Ocean Freight Chaos

Expect supply chain disruptions even though you are paying escalated freight rates.

In a shipping mode that was traditionally reliable and economical, the recent chaos in ocean freight has created significant challenges that are severely impacting service delivery globally.

While ocean demand continues to exceed capacity, we have limited options available to secure space.  Currently, there are 9 global carriers, in comparison to 17 in 2015 and of the 9, three alliances control over 80% of the global containerised market.  In addition, schedule reliability is at a record low, ranging between 35% – 40% for most of 2021.

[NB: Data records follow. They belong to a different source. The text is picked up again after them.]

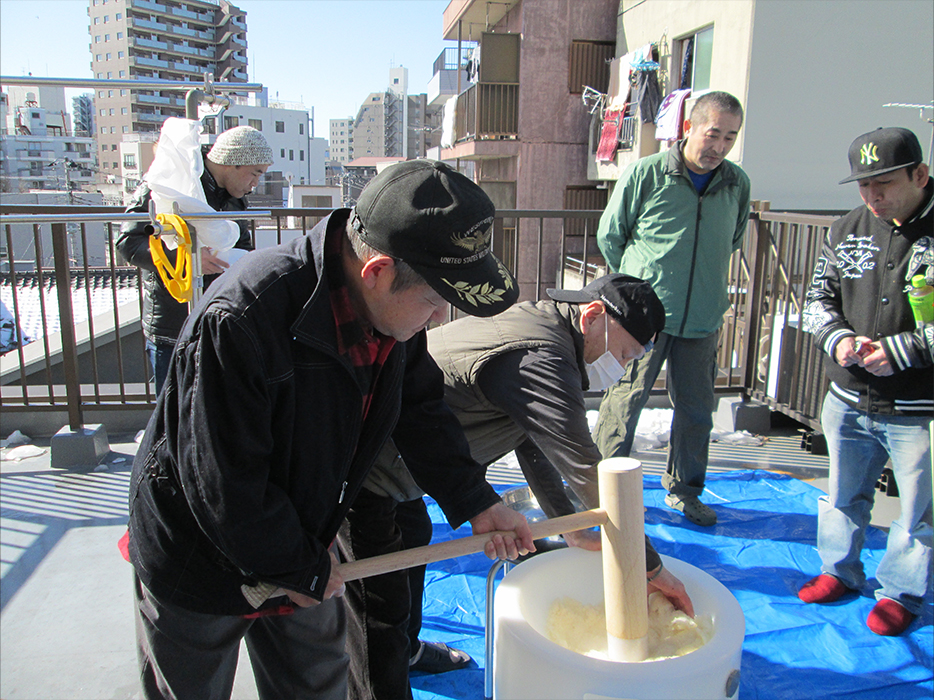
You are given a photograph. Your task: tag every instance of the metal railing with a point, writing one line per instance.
(96, 359)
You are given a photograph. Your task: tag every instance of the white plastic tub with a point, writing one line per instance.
(527, 665)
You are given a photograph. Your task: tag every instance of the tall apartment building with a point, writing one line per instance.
(158, 39)
(392, 123)
(340, 140)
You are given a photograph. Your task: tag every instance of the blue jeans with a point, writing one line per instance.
(691, 371)
(860, 444)
(159, 356)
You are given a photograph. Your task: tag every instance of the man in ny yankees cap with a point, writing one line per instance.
(879, 362)
(287, 379)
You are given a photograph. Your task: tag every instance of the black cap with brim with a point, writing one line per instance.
(440, 223)
(629, 300)
(882, 151)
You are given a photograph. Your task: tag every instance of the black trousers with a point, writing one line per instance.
(384, 613)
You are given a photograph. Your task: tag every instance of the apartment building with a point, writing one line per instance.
(520, 129)
(811, 76)
(158, 39)
(340, 141)
(391, 123)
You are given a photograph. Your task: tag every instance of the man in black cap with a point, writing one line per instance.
(515, 381)
(287, 379)
(881, 396)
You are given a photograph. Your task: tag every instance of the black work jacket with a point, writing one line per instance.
(163, 315)
(258, 445)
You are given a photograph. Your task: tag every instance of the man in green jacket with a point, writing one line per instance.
(674, 220)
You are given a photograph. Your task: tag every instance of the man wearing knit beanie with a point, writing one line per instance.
(232, 168)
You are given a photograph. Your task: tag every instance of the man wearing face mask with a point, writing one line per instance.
(515, 381)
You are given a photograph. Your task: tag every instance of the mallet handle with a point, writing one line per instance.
(407, 558)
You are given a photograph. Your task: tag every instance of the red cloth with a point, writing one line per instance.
(609, 135)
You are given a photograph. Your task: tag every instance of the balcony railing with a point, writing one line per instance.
(94, 360)
(488, 111)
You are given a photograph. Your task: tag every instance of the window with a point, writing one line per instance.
(589, 65)
(696, 52)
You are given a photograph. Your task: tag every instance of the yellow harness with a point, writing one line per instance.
(177, 278)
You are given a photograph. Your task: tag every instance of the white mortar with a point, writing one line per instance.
(529, 666)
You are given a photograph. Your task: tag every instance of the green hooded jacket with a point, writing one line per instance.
(656, 227)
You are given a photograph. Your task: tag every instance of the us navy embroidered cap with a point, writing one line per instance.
(440, 223)
(629, 300)
(882, 151)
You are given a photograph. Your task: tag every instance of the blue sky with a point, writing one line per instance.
(328, 54)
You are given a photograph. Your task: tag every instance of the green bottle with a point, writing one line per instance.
(921, 299)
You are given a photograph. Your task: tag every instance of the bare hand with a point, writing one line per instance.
(845, 352)
(585, 539)
(334, 589)
(877, 362)
(672, 588)
(504, 546)
(211, 264)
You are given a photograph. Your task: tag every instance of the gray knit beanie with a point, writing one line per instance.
(242, 145)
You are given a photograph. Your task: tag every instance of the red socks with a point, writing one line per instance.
(823, 589)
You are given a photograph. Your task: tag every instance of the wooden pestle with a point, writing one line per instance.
(407, 558)
(623, 536)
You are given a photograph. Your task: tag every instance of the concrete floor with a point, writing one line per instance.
(66, 624)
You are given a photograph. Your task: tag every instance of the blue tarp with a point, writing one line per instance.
(762, 549)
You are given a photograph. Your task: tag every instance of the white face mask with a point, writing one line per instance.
(607, 370)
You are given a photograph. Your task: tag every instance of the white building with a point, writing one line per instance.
(39, 151)
(341, 140)
(812, 76)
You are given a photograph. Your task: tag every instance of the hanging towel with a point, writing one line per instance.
(669, 121)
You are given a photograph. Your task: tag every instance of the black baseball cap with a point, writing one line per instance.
(882, 151)
(440, 223)
(629, 300)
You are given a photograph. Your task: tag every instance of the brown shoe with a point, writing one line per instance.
(693, 509)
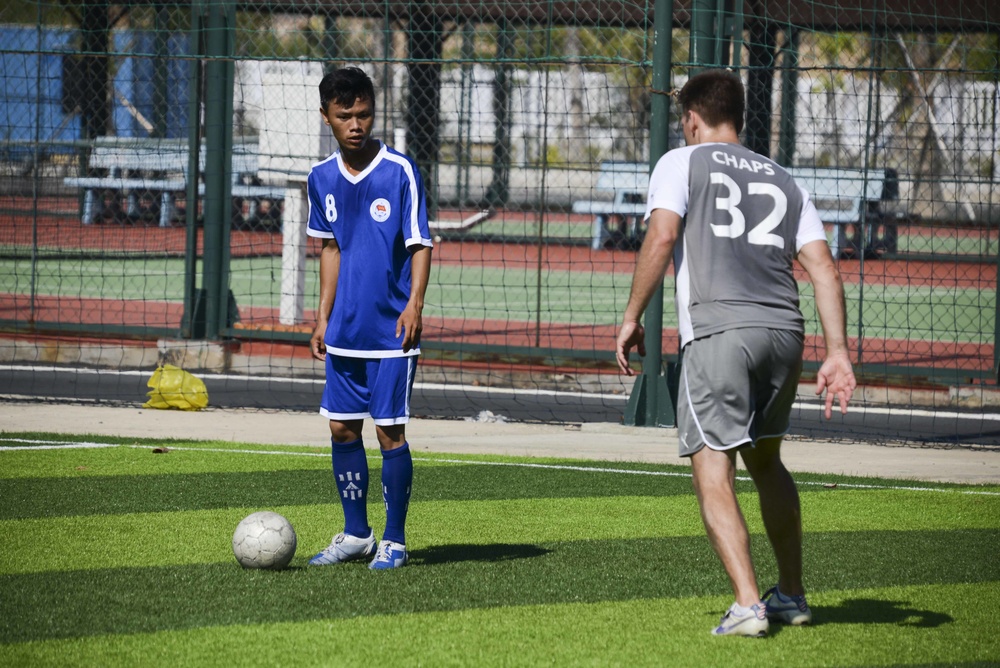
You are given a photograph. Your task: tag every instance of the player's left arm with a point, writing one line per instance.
(836, 375)
(410, 322)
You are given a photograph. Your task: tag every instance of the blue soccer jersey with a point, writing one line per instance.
(375, 217)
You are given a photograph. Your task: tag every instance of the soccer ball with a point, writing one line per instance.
(264, 540)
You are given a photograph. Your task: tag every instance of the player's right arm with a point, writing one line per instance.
(329, 270)
(651, 265)
(836, 375)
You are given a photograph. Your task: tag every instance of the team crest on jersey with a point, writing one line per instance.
(380, 209)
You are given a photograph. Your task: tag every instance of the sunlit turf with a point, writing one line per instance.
(121, 556)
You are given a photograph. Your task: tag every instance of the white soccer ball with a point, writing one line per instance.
(264, 540)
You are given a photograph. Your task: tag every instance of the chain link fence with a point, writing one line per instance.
(523, 118)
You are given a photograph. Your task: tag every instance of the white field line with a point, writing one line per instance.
(478, 389)
(527, 465)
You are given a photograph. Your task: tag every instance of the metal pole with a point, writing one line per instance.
(650, 403)
(219, 78)
(703, 18)
(789, 96)
(193, 322)
(161, 93)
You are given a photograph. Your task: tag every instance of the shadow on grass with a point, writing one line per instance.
(442, 554)
(872, 611)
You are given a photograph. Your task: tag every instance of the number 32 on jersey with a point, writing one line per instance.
(760, 234)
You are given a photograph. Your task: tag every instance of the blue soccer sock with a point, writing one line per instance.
(397, 478)
(350, 471)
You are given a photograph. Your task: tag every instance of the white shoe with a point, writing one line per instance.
(345, 547)
(390, 555)
(751, 622)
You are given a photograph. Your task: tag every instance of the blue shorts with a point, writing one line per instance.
(358, 388)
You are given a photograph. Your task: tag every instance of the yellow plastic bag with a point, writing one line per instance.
(174, 387)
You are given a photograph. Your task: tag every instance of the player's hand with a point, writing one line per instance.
(410, 324)
(836, 377)
(316, 345)
(631, 335)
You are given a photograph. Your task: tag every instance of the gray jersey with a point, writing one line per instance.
(744, 220)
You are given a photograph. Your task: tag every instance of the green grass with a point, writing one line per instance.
(120, 556)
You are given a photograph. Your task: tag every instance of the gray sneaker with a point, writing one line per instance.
(345, 547)
(752, 622)
(791, 610)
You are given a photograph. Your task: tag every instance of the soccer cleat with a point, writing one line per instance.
(389, 555)
(751, 622)
(787, 609)
(345, 547)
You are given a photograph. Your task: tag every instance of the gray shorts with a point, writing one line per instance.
(736, 387)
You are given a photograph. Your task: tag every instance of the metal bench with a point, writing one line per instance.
(134, 169)
(137, 168)
(617, 220)
(841, 197)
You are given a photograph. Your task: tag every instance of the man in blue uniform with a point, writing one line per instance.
(734, 221)
(367, 204)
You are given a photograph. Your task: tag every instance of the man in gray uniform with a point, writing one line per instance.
(740, 221)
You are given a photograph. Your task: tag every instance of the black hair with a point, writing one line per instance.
(345, 86)
(717, 96)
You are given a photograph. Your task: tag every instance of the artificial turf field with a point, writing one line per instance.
(118, 555)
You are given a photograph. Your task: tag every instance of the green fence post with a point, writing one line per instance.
(651, 403)
(193, 321)
(219, 80)
(703, 17)
(789, 96)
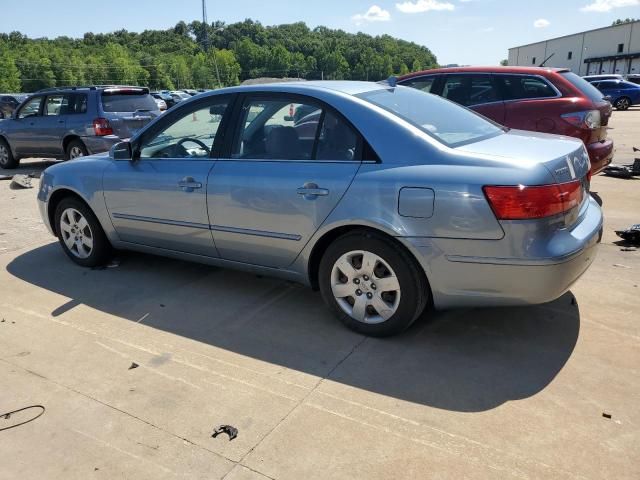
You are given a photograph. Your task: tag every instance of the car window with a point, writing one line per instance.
(31, 108)
(519, 87)
(53, 105)
(421, 83)
(445, 121)
(469, 90)
(125, 101)
(585, 87)
(190, 136)
(269, 130)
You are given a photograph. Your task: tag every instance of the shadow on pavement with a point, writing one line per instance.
(464, 360)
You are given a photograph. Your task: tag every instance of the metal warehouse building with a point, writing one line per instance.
(614, 49)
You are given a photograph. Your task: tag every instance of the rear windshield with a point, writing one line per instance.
(585, 87)
(127, 102)
(446, 121)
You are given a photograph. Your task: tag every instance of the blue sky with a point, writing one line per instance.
(457, 31)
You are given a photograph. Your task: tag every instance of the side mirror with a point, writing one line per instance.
(121, 151)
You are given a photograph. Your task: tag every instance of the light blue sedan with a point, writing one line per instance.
(388, 200)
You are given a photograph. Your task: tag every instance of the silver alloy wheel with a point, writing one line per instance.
(365, 286)
(75, 152)
(4, 155)
(76, 233)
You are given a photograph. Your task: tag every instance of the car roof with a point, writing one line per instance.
(349, 87)
(487, 69)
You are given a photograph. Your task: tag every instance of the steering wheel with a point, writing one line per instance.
(194, 140)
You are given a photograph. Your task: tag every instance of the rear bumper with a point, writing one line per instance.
(100, 144)
(600, 155)
(480, 281)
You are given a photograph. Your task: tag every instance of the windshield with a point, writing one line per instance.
(446, 121)
(127, 102)
(585, 87)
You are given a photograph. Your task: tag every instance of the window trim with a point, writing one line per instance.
(26, 102)
(235, 129)
(175, 114)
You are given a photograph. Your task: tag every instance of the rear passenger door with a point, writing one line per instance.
(477, 91)
(289, 163)
(529, 102)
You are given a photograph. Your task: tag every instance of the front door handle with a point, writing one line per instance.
(311, 191)
(188, 184)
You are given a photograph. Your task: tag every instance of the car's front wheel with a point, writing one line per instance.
(80, 234)
(7, 160)
(623, 103)
(372, 284)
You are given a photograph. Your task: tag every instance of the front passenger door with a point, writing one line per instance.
(159, 199)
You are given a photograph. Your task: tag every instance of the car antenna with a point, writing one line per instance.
(545, 60)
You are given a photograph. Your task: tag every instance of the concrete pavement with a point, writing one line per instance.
(475, 393)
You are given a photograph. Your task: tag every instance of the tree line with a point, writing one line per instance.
(198, 55)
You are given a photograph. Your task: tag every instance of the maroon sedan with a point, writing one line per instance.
(551, 100)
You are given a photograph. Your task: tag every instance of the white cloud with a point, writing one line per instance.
(608, 5)
(541, 23)
(374, 14)
(420, 6)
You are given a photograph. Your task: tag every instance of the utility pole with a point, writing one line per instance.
(206, 40)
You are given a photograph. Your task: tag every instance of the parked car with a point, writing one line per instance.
(165, 97)
(9, 102)
(74, 122)
(623, 94)
(599, 78)
(549, 100)
(398, 202)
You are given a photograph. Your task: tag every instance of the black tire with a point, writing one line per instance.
(101, 250)
(414, 289)
(7, 160)
(74, 147)
(623, 103)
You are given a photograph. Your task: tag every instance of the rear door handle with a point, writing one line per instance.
(311, 191)
(188, 184)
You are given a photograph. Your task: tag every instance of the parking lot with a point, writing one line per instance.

Shipping Lines desperately try to maintain vessel schedules through port omissions, blank sailings, sudden routing changes, or additional port calls. However, this has a negative impact on customers trying to move cargo from high-volume areas.

Middle East services remain highly congested, with limited shipping lines being able to release bookings from this region – especially to South African ports.  There is a shortage of 40′ units and special equipment like reefer containers.  It is reported that even bookings made on “premium” rates are being rejected.

Congestion out of the Far East remains unstable, compounded by Typhoon Chanthu, Covid-19 pandemic is driven labour challenges and high export volumes.  The number of container ships waiting for berths off Shanghai and Ningbo ports has surged over recent weeks.

Adding to an already frail trade lane, we have been informed of ‘dual control of energy consumption policy that has been implemented by the Chinese government, whereby factories in China will only be allowed to work between 2-4 days a week.  These measures were introduced to reduce carbon emissions.

This is a huge concern considering the damaging effect this will have on cargo readiness meeting vessel schedules, especially this time of the year that is traditional “peak season”.  We urge you to discuss any production delays that could arise with your suppliers in China to plan lead time accordingly.

On the European routes, we have seen an increase in notifications of vessel changes and/or omissions.  There is a global shortage of qualified truck drivers, and in the UK, our office advises that bookings for truckers are made 2 weeks in advance to ensure collections or deliveries can be met.

The current situation is beyond our control, and it is difficult to predict when it will ease up as ports, terminals and transport networks remain under strain.  Kindly consider adding 2-4 weeks to your supply chain to cater for unforeseen delays.

We are working closely with our offices, network agents and carriers to manage these challenges as best possible.